There is no positive spin for this one.
Well, Luke Altmyer and Gabe Jacas’ final season in Champaign is going out with a bang, not a whimper. The 27-10 drubbing at the hands of Luke Fickell’s Badgers sealed their fate.
Regardless of what happens when a spry Northwestern squad closes the regular season against the Illini, this roster and staff did not live up to expectations.
2025 was not “the year.” It is going down as just another decent year from a program that has learned how to tread water.
They
tantalize with occasional operational brilliance. And then they perform as if they already won the game.
The performance against the Badgers is the impetus for moving day.

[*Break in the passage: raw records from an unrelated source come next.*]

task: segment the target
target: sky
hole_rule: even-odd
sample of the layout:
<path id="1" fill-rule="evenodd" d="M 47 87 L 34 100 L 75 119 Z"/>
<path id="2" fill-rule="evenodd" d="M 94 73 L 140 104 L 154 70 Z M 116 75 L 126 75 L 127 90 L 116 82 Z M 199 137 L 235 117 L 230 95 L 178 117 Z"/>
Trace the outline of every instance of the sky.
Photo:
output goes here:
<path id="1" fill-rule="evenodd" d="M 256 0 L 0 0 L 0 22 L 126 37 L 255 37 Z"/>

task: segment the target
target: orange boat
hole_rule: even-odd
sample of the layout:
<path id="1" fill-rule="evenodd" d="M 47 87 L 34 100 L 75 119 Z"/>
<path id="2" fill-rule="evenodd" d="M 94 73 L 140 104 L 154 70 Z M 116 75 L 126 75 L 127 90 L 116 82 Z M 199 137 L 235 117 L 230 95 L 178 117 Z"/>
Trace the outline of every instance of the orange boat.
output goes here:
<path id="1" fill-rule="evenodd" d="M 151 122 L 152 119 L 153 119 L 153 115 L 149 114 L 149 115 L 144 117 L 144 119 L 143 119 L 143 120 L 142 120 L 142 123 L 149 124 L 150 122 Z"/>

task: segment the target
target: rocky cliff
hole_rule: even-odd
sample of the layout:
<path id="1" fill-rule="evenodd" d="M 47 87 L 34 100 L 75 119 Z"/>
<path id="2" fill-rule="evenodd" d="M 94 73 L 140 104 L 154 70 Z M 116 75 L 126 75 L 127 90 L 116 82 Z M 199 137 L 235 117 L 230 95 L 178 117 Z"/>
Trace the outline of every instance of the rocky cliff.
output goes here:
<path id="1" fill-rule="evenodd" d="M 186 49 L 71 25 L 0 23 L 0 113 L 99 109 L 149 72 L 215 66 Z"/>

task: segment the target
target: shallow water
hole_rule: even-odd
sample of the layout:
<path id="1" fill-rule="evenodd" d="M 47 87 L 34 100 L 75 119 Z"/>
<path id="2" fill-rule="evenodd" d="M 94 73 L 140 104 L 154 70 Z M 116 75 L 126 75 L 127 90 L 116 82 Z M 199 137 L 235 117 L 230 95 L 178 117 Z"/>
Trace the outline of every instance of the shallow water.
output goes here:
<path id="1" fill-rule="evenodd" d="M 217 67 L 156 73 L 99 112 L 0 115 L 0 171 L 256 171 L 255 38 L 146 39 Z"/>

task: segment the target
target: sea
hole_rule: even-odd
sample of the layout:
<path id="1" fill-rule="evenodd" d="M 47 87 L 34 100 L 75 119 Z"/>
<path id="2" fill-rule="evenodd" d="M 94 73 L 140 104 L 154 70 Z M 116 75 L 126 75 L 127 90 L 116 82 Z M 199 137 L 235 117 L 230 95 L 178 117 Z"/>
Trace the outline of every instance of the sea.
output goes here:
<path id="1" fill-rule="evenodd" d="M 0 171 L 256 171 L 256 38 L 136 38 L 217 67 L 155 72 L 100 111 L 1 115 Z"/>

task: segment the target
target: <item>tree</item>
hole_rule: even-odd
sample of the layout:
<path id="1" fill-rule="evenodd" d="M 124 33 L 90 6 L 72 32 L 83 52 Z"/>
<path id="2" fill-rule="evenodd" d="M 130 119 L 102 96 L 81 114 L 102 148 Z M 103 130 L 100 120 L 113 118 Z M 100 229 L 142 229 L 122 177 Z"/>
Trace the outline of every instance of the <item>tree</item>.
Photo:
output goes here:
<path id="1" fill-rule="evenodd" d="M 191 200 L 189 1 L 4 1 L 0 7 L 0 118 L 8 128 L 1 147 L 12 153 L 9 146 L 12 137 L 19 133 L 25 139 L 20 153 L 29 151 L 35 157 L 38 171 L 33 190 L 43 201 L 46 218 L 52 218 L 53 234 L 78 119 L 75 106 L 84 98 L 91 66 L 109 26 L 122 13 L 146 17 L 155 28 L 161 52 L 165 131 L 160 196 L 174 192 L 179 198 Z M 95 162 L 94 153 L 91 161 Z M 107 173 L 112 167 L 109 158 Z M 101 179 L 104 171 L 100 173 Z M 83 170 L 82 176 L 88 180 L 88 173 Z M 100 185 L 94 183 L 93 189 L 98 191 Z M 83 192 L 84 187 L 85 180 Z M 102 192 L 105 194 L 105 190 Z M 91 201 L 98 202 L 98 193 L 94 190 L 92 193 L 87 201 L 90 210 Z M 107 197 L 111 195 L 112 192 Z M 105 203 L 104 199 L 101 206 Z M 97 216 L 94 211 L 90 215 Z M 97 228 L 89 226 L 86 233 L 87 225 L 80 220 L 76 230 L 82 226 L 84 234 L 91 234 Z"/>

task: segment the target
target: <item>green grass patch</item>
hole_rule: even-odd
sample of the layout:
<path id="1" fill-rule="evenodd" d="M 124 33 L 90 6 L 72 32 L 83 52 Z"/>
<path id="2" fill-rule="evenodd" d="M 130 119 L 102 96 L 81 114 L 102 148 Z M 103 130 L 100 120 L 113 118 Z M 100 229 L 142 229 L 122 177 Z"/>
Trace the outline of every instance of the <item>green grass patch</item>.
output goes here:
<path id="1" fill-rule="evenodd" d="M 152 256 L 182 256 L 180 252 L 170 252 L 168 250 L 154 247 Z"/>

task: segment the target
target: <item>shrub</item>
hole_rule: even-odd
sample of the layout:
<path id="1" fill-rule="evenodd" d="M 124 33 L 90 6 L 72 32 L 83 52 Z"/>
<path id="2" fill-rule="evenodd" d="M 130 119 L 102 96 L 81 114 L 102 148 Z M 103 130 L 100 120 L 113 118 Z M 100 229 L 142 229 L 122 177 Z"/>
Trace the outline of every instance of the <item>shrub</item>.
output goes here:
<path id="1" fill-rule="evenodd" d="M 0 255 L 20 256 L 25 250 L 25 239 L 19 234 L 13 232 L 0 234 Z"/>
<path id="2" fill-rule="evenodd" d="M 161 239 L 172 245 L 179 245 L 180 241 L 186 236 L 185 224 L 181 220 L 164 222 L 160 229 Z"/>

I’m not going to wave the flag for someone to lose their job. But at some point, executive leadership must decide what it wants the program to be.
Do you want to retain a team that got worse with more experience?
Do you want to bring back a coaching staff whose weaknesses persist year over year?
Do you want to be the program that looks at the Pinstripe Bowl as a positive outcome, an expected outcome, or an abject failure?
While I was writing that last passage, Wisconsin got another quarterback pressure on Luke Altmyer.
On a night where Melvin Priestly got two unsportsmanlike conduct penalties within five actual minutes, the Illini offensive line failed their starting quarterback.
The running backs failed in chipping and blitz pickup.
This should have been a showcase game.
It could have been the penultimate demonstration of the chemistry, talent, and fight that fans were promised before the season.
Instead, the Illini were full of sound and fury, signifying nothing.
(Thank you, Stuart Scott, for making me want to read more Shakespeare.)
Yes, Bret Bielema clearly saw a dagger before him. It was wielded by the same Luke Fickell, who wasn’t even supposed to be coaching this game because he had been so putrid as Paul Chryst’s big-money replacement.
Wisconsin had nothing to play for. And they came out and pistol-whipped the Illini as if it were the Lovie Smith era.
There was a missed field goal. There was a botched punt that led to a Wisconsin touchdown. Special Teams matter, and Robby Discher’s crew, respectfully, wet the bed.
Illinois managed one touchdown: a run by Luke Altmyer. Luke looked like Luke…when he wasn’t running like he was being chased by Austin Simmons’ seat on Lane Kiffin’s bench.
Gabe Jacas had 2 sacks and 2.5 tackles for loss. It didn’t matter. A true freshman quarterback deployed a strong whip hand on senior night. It wasn’t quite Graham Mertz, but it was embarrassing enough.
This team had a chance to recover from the Washington beatdown by running the table. They did not close. So there they sit, sans caffeine.
There will be some ugly conversations in the Smith Center. When a 3-win team storms the field on you, you’re the proverbial “sucker at the poker table.”
The bipolar express that is Illinois football had another massive crater in the 608. This one is going to sting all offseason. It will sting when Ethan Hampton is getting destroyed in a bowl game with at least four reserve offensive linemen sitting out to preserve draft health status.
It will sting when the portal haul inevitably disappoints.
Hey, look on the bright side. Maybe Illinois will just steal a bunch of portal departures from the Badgers team that just drank their milkshake.
An Illini team that took a bunch of players and coaches from the University of Wisconsin. What could possibly go wrong?